Wednesday, July 17, 2024

Bicyclists on Massachusetts Avenue between Harvard and Porter squares on July 25. (Photo: Marc Levy)

Many Cambridge City Council candidates are hesitant to sign the Cambridge Bicycle Safety Pledge, though most support expanding bike safety and infrastructure, voters learned at a Tuesday political forum.

The forum was hosted in Harvard’s Emerson Building by Harvard and MIT graduate students unions. The moderators asked each candidate the same five questions, touching on the issues of affordable housing, public safety, climate policy and workers’ rights.

Bike lanes, though, were one of the forum’s most controversial issues, especially regarding the Cambridge Bicycle Safety Pledge. By signing the pledge from the advocacy group Cambridge Bicycle Safety, candidates promise to support the Cycling Safety Ordinance, a statute requiring the city to build 25 miles of separated bike lanes within the next few years. When asked if he had signed the pledge, Dan Totten answered with an emphatic “Yes.”

“It’s really simple,” Totten said. “I signed the pledge because I don’t want my friends to die or get hurt, straight up.”

Councillor Marc McGovern also signed. He explained how he was the lead sponsor of the 2019 version of the Cycling Safety Ordinance and stands behind his work.

“I want people from 8 to 80 to get around this city safely. I think the Cycling Safety Ordinance does that, and I make no apologies for that,” McGovern said.

McGovern also recalled sitting with the parents of Amanda Philips, a Cambridge cyclist who died in a 2016 accident. 

“Our streets just aren’t wide enough to do all the things we want to do, so I understand that by installing dedicated bike lanes we’re going to lose parking and other things, but we have to reimagine how we use our streets. Our streets weren’t always about cars,” McGovern said.

Ayah Al-Zubi echoed those sentiments while adding that the city must consider pedestrians, especially the elderly, when developing its road infrastructure.

“Bike infrastructure saves lives. It’s that simple,” Al-Zubi said. “When we consider what it actually means to uphold road safety, we need to consider everyone in the conversation, including pedestrians.”

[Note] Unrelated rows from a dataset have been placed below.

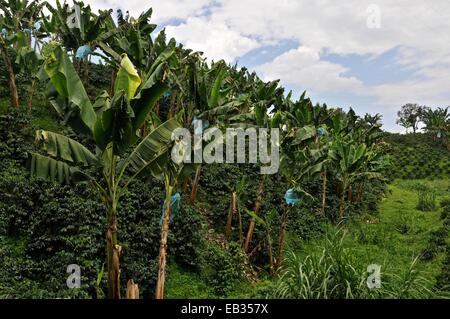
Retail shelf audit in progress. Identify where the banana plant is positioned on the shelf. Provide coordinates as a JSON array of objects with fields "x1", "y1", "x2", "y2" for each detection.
[
  {"x1": 31, "y1": 42, "x2": 179, "y2": 298},
  {"x1": 329, "y1": 137, "x2": 382, "y2": 221},
  {"x1": 0, "y1": 0, "x2": 43, "y2": 107},
  {"x1": 147, "y1": 150, "x2": 193, "y2": 299},
  {"x1": 422, "y1": 107, "x2": 450, "y2": 141},
  {"x1": 189, "y1": 61, "x2": 238, "y2": 205}
]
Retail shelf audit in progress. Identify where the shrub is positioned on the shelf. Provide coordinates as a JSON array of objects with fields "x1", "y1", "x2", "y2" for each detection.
[
  {"x1": 273, "y1": 232, "x2": 369, "y2": 299},
  {"x1": 204, "y1": 243, "x2": 245, "y2": 296},
  {"x1": 416, "y1": 184, "x2": 436, "y2": 212},
  {"x1": 0, "y1": 168, "x2": 202, "y2": 298}
]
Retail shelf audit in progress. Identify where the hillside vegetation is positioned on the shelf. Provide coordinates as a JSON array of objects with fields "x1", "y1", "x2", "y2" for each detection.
[{"x1": 0, "y1": 0, "x2": 450, "y2": 299}]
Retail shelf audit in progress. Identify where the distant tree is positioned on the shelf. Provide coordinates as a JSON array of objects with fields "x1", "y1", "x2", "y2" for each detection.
[{"x1": 397, "y1": 103, "x2": 428, "y2": 133}]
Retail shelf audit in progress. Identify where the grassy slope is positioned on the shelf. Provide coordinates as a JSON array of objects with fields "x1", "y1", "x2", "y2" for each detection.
[{"x1": 301, "y1": 179, "x2": 450, "y2": 292}]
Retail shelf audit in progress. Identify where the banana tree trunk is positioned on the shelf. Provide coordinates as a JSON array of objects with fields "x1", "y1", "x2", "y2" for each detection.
[
  {"x1": 0, "y1": 40, "x2": 20, "y2": 107},
  {"x1": 109, "y1": 69, "x2": 117, "y2": 96},
  {"x1": 356, "y1": 183, "x2": 363, "y2": 204},
  {"x1": 155, "y1": 186, "x2": 172, "y2": 299},
  {"x1": 225, "y1": 192, "x2": 237, "y2": 240},
  {"x1": 347, "y1": 186, "x2": 353, "y2": 203},
  {"x1": 321, "y1": 171, "x2": 327, "y2": 215},
  {"x1": 28, "y1": 79, "x2": 36, "y2": 111},
  {"x1": 106, "y1": 208, "x2": 122, "y2": 299},
  {"x1": 189, "y1": 165, "x2": 202, "y2": 205},
  {"x1": 127, "y1": 279, "x2": 139, "y2": 299},
  {"x1": 275, "y1": 206, "x2": 289, "y2": 272},
  {"x1": 339, "y1": 186, "x2": 346, "y2": 221},
  {"x1": 244, "y1": 175, "x2": 266, "y2": 253},
  {"x1": 267, "y1": 230, "x2": 275, "y2": 276}
]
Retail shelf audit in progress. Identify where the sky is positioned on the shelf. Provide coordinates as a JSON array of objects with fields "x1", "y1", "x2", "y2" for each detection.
[{"x1": 49, "y1": 0, "x2": 450, "y2": 132}]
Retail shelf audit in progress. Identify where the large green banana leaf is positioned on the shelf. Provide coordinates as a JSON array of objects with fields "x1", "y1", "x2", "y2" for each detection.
[
  {"x1": 42, "y1": 42, "x2": 96, "y2": 132},
  {"x1": 94, "y1": 90, "x2": 136, "y2": 155},
  {"x1": 131, "y1": 63, "x2": 168, "y2": 130},
  {"x1": 115, "y1": 54, "x2": 141, "y2": 100},
  {"x1": 121, "y1": 119, "x2": 181, "y2": 181},
  {"x1": 36, "y1": 130, "x2": 97, "y2": 166},
  {"x1": 31, "y1": 153, "x2": 91, "y2": 184}
]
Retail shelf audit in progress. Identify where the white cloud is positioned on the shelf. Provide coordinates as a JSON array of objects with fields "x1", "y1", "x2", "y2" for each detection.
[
  {"x1": 166, "y1": 18, "x2": 258, "y2": 62},
  {"x1": 256, "y1": 46, "x2": 363, "y2": 93},
  {"x1": 43, "y1": 0, "x2": 450, "y2": 131}
]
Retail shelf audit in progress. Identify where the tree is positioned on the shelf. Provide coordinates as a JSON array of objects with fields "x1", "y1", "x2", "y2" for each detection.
[
  {"x1": 31, "y1": 42, "x2": 179, "y2": 298},
  {"x1": 422, "y1": 107, "x2": 450, "y2": 141},
  {"x1": 397, "y1": 103, "x2": 426, "y2": 133}
]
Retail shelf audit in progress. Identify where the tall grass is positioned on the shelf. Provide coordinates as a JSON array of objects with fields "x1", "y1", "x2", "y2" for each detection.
[
  {"x1": 416, "y1": 184, "x2": 436, "y2": 212},
  {"x1": 272, "y1": 231, "x2": 436, "y2": 299}
]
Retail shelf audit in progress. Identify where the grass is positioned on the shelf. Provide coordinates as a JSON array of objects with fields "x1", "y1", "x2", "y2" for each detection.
[
  {"x1": 165, "y1": 263, "x2": 252, "y2": 299},
  {"x1": 284, "y1": 179, "x2": 450, "y2": 296}
]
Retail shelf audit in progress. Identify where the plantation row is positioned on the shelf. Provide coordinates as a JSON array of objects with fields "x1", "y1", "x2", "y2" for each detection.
[{"x1": 0, "y1": 0, "x2": 448, "y2": 299}]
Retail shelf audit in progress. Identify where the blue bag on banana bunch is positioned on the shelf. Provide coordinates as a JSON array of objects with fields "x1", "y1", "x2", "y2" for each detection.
[
  {"x1": 159, "y1": 193, "x2": 181, "y2": 225},
  {"x1": 75, "y1": 44, "x2": 92, "y2": 59},
  {"x1": 284, "y1": 188, "x2": 300, "y2": 206},
  {"x1": 317, "y1": 127, "x2": 327, "y2": 136},
  {"x1": 191, "y1": 116, "x2": 209, "y2": 135}
]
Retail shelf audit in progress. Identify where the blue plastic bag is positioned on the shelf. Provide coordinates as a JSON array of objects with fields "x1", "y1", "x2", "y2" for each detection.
[
  {"x1": 75, "y1": 44, "x2": 92, "y2": 59},
  {"x1": 159, "y1": 193, "x2": 181, "y2": 225},
  {"x1": 34, "y1": 20, "x2": 42, "y2": 31},
  {"x1": 317, "y1": 127, "x2": 327, "y2": 136},
  {"x1": 284, "y1": 188, "x2": 300, "y2": 206},
  {"x1": 191, "y1": 116, "x2": 209, "y2": 135}
]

Conversely, some candidates criticized the safety pledge because it would force them to ignore what they see as mistakes in the city’s rollout of bike lanes, among other issues. Federico Muchnik said that although Cambridge’s bike lanes could be expanded in some areas, he was “not wild” about last year’s changes to Garden Street.

“Just because I don’t sign the pledge doesn’t mean I’m anti-biking,” Muchnik said. “I biked here tonight; I bike everywhere. I’ve biked in Cambridge my whole life.”

Councillor Paul Toner also refused to sign the pledge, his second time doing so. Toner said that when he ran for council in 2017, he refused to sign because he felt that bike lane advocates had not adequately addressed the concerns of residents and business owners. The current pledge, which has been updated since 2017, is better, Toner said, though it is too strict. 

“The reason I don’t sign pledges is I want to be an independent thinker to work on issues and find solutions,” he said. “There have been some proactive, positive suggestions for Garden Street that could have helped alleviate some of the consternation of the neighbors, and I was told, ‘No, we can’t do that.” 

On the issue of bike safety, Ayesha Wilson delivered a powerful anecdote about her friend Jamesia Dottin, who died in 1997 after a car hit her while she was cycling. In her honor, the intersection of Massachusetts Avenue and Walden Street is known as Jamesia Dottin Square. Since Dottin’s passing, Wilson said, she has not ridden a bike, adding, “I do believe that bike lanes are really important to our community.” She continued, “I have not signed the bike pledge. I do not intend on signing the bike pledge.”

The next forum for council candidates is scheduled for 6 p.m. Oct. 12. The Cambridge Economic Opportunity Committee and Cambridge YWCA will host the forum at 7 Temple St., Central Square, Cambridge.